3. Reporting results each traditional work day via email to Chief Medical Officer (CMO) and or Vice President of Medical Affairs (VP MA) or their designee. CMO and or VP MA (or designee) will be responsible for physician review of Medical Staff Rules and Regulations. Also CMO and or VP MA will direct physician for process education in electronic health record (EHR) environment.

4. A "Consult" Compliance report will be created capturing compliance rates by individual physician. This report, along with the daily reporting information will be supplied to Senior Physician Leadership for their reporting to Medical Executive Committee meetings (April 15, May 20, June 17, and July 15, 2019)
Results will be reported out at Performance Excellence (PE) Steering Committee for four consecutive months (April 10, May 8, June 12, and July 10, 2019) and at Performance Excellence Committee (PEC) for four consecutive months, April 17, May 15, June 19, and July 17, 2019.

All Nurse managers will be educated at Nurse Manager meeting on April 4, 2019 by Nurse Manager Rose 7 PCU and Director of Nursing Practice.

All Nurse managers will educate their floor staff by May 4, 2019 and maintain record of their employees receiving education.

Education to include: Ensure Epic (Electronic Health Record) work list is used with documenting notification of consultation to provider, date, and time. Ensure the consulting physician is listed on patient's treatment team in Epic.

Audits to be completed on nursing departments to verify consults are being notified. Ten audits per month per Nurse Manager on all in patient (IP) units will be performed. (Med Surg 7, Ashman 10, Rose 10, Ashman 9, Rose 9, Ashman 8, Rose 8, Ashman 7, Rose 7 PCU, Ashman 6 ICU, Rose 6 ICU, Maternity, RICN, Peds, Womens Services, Good Sam 4, Good Sam 6, Adult Psych, and Gero Psych) The Nurse Manager Rose 7 PCU will be responsible to collect, compile and maintain the data.
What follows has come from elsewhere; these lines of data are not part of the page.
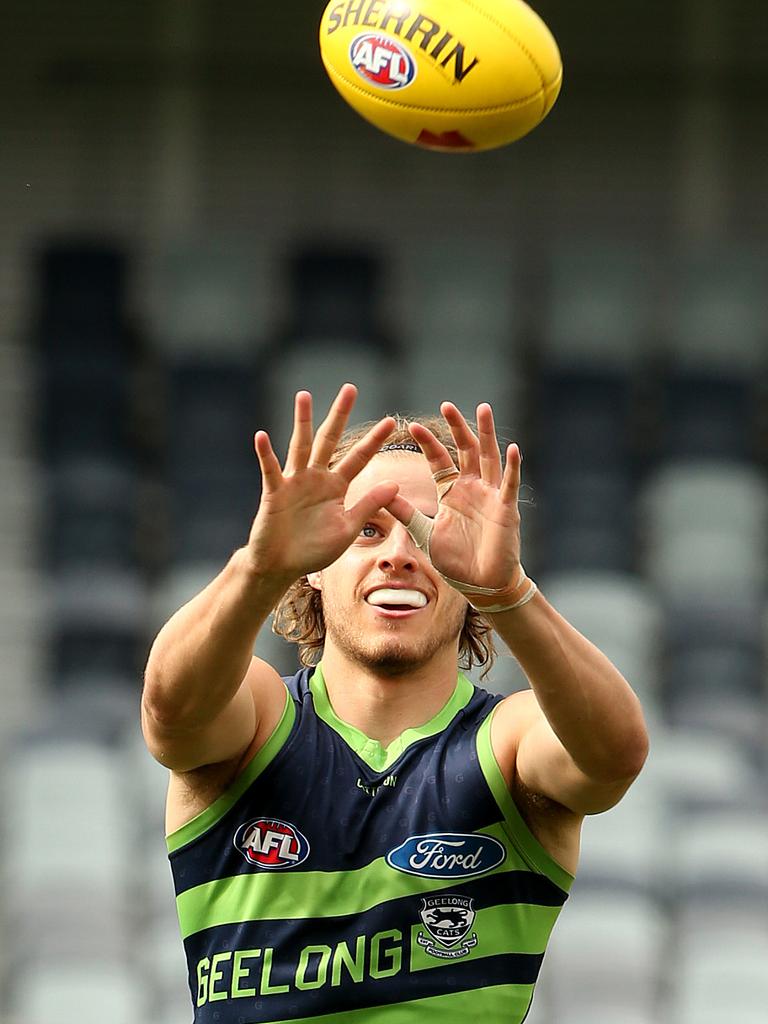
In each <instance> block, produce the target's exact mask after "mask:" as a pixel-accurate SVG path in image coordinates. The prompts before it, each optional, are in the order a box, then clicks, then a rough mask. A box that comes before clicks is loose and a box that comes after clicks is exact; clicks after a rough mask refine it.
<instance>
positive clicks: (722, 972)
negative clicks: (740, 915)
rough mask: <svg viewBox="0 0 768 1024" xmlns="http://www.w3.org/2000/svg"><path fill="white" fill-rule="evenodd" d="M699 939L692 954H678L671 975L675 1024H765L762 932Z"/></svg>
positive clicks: (764, 975)
mask: <svg viewBox="0 0 768 1024" xmlns="http://www.w3.org/2000/svg"><path fill="white" fill-rule="evenodd" d="M712 939H713V937H712V936H707V937H703V936H702V937H701V941H700V942H699V943H698V944H697V946H696V948H695V949H686V950H683V955H682V956H681V957H680V961H679V963H678V965H677V970H676V971H675V973H674V982H673V984H674V988H673V991H674V995H673V1007H674V1010H673V1015H672V1019H673V1021H674V1022H675V1024H692V1022H693V1021H696V1022H698V1021H701V1020H706V1021H712V1022H714V1021H716V1020H720V1021H725V1020H727V1021H734V1022H738V1024H743V1022H749V1021H752V1020H757V1019H758V1014H762V1018H761V1019H762V1020H765V1014H766V1009H767V1008H768V972H766V969H765V966H766V963H768V931H767V932H766V934H765V935H764V936H763V937H762V941H760V940H758V939H757V937H756V936H755V935H750V936H745V937H739V936H733V935H731V936H727V937H725V936H723V937H721V936H718V937H717V941H716V942H713V941H712ZM718 1014H719V1015H720V1016H719V1017H718V1016H717V1015H718Z"/></svg>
Results will be reported out at PE Steering Committee for four consecutive months (April 10, May 8, June 12, and July 10, 2019) and at PEC for four consecutive months (April 17, May 15, June 19, and July 17, 2019).

This is the process that will be used to make sure that echocardiogram studies are read, saved and sent timely to the patient's record to visualize.
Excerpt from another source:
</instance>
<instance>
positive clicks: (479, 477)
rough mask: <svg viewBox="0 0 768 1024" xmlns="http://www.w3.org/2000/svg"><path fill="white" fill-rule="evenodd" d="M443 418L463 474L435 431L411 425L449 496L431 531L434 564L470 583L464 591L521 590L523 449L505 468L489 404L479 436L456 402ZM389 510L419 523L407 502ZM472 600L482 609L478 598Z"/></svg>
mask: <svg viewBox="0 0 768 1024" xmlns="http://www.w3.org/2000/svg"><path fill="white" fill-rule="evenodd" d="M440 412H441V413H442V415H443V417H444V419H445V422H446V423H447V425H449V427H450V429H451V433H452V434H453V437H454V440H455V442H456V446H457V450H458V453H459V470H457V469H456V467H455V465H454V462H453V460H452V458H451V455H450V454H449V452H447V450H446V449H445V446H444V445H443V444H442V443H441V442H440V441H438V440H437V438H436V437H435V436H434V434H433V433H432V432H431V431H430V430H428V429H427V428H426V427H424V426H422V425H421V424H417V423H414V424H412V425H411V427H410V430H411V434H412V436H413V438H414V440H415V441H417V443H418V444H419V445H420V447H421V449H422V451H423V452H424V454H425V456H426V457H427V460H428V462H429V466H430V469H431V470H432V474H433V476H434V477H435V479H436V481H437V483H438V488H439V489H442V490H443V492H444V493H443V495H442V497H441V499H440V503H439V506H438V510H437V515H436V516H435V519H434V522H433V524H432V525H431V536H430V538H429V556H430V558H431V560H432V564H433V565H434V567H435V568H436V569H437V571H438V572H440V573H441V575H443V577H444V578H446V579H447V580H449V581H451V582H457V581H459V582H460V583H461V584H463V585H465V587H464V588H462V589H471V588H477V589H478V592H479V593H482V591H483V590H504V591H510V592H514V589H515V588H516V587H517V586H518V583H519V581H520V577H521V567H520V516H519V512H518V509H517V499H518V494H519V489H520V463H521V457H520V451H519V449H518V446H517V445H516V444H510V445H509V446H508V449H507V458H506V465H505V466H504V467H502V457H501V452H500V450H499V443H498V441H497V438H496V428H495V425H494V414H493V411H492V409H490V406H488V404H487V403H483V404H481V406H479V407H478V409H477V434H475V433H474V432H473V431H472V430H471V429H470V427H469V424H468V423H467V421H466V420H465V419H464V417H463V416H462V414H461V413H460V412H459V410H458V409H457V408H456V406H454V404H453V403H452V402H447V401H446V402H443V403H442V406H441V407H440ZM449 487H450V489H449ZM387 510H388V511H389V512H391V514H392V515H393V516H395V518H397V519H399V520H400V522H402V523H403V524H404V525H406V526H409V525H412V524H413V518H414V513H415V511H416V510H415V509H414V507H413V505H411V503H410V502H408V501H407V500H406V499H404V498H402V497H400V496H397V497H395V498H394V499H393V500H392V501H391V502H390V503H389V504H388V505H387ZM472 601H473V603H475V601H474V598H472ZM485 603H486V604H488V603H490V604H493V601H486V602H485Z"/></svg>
A Saved status button has been added to the echocardiogram reading work list used for compliance reports to visualize results that are not finalized. When this occurs the reading physician will be contacted to complete the work task. Failures will be tracked and results will be reported out at PE Steering for four consecutive months (April 10, May 8, June 12, and July 10, 2019) and at PEC for four consecutive months (April 17, May 15, June 19, and July 17, 2019).